A questão da fome em tempos de pandemia
Enviada em 25/10/2021
A Constituição Federal de 1988 se destaca pela defesa dos direitos fundamentais, a exemplo da garantia alimentícia com vistas a plena cidadania. Apesar disso, causa preocupação na contemporaneidade a discussão acerca da fome durante os tempos de pandemia, especialmente no que diz respeito à banalização das políticas públicas e aumento da má distribuição de renda. Ademais, reclama atenção do Estado para a superação dos entraves citados.

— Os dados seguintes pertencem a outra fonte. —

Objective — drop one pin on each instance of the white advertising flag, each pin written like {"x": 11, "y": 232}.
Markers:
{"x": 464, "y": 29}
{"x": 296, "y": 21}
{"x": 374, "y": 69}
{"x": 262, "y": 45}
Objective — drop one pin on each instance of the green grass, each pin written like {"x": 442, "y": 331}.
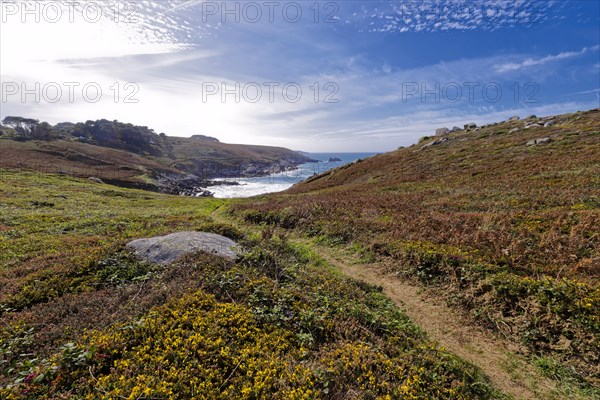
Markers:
{"x": 509, "y": 232}
{"x": 81, "y": 318}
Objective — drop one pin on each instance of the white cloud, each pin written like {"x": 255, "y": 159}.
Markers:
{"x": 530, "y": 62}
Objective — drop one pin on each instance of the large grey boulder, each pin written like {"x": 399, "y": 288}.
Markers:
{"x": 166, "y": 249}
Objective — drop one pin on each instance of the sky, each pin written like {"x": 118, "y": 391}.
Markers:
{"x": 339, "y": 76}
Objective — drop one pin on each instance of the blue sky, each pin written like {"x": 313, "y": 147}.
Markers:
{"x": 373, "y": 75}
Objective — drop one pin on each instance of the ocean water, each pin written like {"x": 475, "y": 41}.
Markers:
{"x": 249, "y": 187}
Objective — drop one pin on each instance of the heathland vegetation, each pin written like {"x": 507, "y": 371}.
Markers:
{"x": 504, "y": 231}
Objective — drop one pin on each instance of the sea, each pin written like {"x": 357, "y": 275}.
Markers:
{"x": 278, "y": 182}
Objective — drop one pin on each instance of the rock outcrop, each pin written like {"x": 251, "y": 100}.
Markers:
{"x": 166, "y": 249}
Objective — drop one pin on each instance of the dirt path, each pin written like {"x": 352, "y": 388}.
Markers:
{"x": 508, "y": 371}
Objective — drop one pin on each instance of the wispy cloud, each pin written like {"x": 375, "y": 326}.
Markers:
{"x": 434, "y": 16}
{"x": 530, "y": 62}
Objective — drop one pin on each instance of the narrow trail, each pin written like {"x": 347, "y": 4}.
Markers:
{"x": 508, "y": 372}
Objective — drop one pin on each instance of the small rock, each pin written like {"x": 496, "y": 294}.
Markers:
{"x": 538, "y": 141}
{"x": 441, "y": 131}
{"x": 94, "y": 179}
{"x": 533, "y": 126}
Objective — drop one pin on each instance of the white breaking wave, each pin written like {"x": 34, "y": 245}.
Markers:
{"x": 246, "y": 188}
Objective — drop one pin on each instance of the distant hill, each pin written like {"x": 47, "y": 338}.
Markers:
{"x": 134, "y": 156}
{"x": 504, "y": 220}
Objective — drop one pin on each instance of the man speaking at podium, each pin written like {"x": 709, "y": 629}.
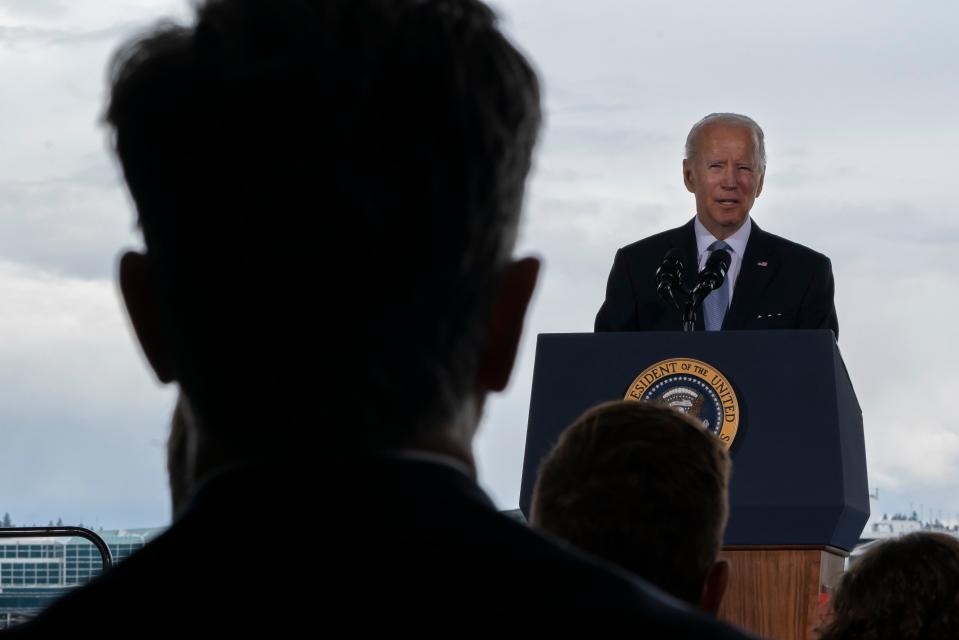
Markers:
{"x": 771, "y": 283}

Em primeiro plano, percebe-se a banalização das políticas públicas como um problema para a saúde alimentar da sociedade. Devido a falta de continuidade de auxílios financeiros à parte da população, o Brasil voltou ao Mapa da Fome. Segundo a ONU, o número, que já era de 10 milhões, obteve um crescimento para 19 milhões de pessoas que convivem diariamente com a fome durante uma pandemia. Dessa forma, urge a criacão de um auxílio que combata a fome.
Outrossim, o aumento da má distribuição de renda em todo o mundo contribuiu ainda mais para o aumento da desnutrição diante de economias bilionárias. O livro “A Bagaceira”, escrito por José Américo de Almeida na qual ele diz “existe uma miséria pior que morrer de fome no deserto, é não ter o que comer na terra de Canaã” encontra ecos na atual sociedade, visto que segundo a ONU, 41% da população brasileira sofre com fome ou insegurança alimentar.
Diante disso, medidas são necessárias para conter os impasses. É de suma importância que o governo - Ministério da Cidadania -, em parceria com as prefeituras, realize projetos sociais, através de parcerias, a fim de garantir alimentação para a sociedade. Além disso, também é preciso a participação do Ministério de Desenvolvimento Social, junto ao Tesouro Nacional, para realizar a prática do equilíbrio tributário, com a finalidade de garantir uma melhor distribuição de renda.